Я стал подробно расспрашивать аббата. Его видение до мельчайших подробностей было сходно с моим. Я должен был сделать над собой усилие, чтобы не внушить ему подозрений, что и я испытал нечто подобное. Я знал, что он слишком болтлив для того, чтобы как‑нибудь не выдать моего секрета, а я боялся насмешек графини Ионис больше, чем всех ночных призраков. Поэтому я на все расспросы аббата отвечал, что ничто не смущало моего сна, и когда наступило время, в одиннадцать часов вечера, войти в эту роковую комнату, я весело обещал вдовствующей графине запомнить мои сны и простился с обществом бодро и шутливо.

Но в душе я не чувствовал ни бодрости, ни беспечности.
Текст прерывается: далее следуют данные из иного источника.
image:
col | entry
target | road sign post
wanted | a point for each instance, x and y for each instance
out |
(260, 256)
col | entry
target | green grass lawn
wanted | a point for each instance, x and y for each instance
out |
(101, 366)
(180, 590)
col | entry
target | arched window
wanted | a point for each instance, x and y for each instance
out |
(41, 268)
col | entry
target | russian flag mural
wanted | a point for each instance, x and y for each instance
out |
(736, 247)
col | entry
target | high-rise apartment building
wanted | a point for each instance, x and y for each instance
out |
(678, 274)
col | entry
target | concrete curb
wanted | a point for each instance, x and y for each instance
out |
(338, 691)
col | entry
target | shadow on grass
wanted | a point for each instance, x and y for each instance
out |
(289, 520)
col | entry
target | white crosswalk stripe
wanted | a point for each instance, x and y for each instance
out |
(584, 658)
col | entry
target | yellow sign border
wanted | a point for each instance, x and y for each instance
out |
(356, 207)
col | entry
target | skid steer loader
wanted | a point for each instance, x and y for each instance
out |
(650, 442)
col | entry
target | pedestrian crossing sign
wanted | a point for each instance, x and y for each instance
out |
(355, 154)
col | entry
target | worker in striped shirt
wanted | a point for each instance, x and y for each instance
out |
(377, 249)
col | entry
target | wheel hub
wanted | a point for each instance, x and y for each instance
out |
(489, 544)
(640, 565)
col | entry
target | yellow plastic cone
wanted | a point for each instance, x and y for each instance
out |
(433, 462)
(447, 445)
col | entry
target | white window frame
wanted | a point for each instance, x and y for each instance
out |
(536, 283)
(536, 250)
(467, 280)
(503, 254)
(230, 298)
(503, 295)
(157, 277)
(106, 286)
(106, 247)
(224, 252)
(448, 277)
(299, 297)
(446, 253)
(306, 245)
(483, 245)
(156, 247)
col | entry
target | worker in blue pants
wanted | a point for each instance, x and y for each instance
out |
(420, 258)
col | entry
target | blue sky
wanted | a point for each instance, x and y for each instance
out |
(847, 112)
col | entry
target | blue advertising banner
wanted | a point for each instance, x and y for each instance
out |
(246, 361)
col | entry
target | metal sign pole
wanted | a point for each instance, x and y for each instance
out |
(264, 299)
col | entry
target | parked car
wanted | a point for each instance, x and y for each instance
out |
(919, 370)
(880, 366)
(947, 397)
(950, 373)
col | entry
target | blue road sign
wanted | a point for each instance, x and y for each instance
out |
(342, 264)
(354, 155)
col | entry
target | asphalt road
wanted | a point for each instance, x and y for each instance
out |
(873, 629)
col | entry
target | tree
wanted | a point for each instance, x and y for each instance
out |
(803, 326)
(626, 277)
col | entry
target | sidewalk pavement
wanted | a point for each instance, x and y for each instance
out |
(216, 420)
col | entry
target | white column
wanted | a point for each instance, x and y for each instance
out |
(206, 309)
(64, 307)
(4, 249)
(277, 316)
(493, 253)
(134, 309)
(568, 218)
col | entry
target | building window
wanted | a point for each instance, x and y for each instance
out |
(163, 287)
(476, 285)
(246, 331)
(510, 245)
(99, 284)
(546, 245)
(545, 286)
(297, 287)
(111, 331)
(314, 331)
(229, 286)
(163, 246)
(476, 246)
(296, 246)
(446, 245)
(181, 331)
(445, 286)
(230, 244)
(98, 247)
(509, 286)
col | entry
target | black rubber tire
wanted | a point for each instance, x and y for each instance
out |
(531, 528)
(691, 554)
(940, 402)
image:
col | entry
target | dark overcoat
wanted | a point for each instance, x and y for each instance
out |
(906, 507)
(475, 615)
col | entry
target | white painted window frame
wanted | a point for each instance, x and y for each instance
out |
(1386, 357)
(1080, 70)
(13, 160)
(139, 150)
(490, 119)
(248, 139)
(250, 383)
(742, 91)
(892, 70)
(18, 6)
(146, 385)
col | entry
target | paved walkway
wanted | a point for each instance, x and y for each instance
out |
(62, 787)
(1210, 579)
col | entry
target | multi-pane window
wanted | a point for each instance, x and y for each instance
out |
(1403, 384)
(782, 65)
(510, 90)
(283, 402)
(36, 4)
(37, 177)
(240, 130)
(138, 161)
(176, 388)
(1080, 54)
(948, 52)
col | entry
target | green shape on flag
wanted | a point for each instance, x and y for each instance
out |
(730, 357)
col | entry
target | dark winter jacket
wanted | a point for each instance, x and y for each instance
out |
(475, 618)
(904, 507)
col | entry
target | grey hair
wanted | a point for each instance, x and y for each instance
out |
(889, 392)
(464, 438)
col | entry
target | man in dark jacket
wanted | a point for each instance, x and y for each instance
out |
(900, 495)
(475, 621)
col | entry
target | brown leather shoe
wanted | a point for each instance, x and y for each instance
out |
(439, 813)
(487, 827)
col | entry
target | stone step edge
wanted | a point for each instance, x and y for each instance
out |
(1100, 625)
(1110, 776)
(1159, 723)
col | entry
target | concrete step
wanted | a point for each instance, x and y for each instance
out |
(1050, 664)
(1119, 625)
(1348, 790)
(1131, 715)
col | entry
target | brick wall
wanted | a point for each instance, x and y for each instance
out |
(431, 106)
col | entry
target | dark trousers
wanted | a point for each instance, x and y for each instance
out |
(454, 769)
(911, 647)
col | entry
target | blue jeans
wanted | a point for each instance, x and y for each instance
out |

Присутствие аббата, ужин и разговор в присутствии вдовствующей графини сделали госпожу Ионис более сдержанной, чем она была накануне. При каждом намеке на нашу внезапную серьезную близость она, казалось, говорила: "Вы знаете, на каком условии я ее допускаю". Я был недоволен собою. Я не мог ни вполне подчиниться ей, ни возмутиться против нее. Мне казалось, что я изменил поручению, возложенному на меня отцом, причем эта измена не принесет пользы и для моей химерической любви.

Мое душевное настроение влияло и на мои ощущения, и мои красивые апартаменты показались мне темными и мрачными. Я не знал, что думать о приключении с аббатом и со мной. Не будь у меня ложного стыда, я готов был бы просить, чтобы меня поместили в другом месте, и я почувствовал сильный гнев, когда увидел Батиста с проклятым подносом, корзинкой, тремя хлебами и всем потешным прибором вчерашнего дня.

— Что это такое? — спросил я с раздражением. — Разве я голоден, разве я не только что вышел из‑за стола?

— Это правда, — ответил он мне, — и мне это кажется смешным. Но барышня Зефирина приказала мне принести все это. Я ей говорил, что вы по ночам спите, как все люди, а не кушаете; но она ответила мне со смехом: "Все‑таки отнесите. Это принято у нас в доме. Это не может стеснить вашего господина, и вы сами увидите, что он найдет вполне удобным оставить все это в своей комнате".

— Ну, нет, любезный! Сделай мне, пожалуйста, одолжение и унеси все это, не говоря ни слова прислуге. Мне нужен мой стол для письма.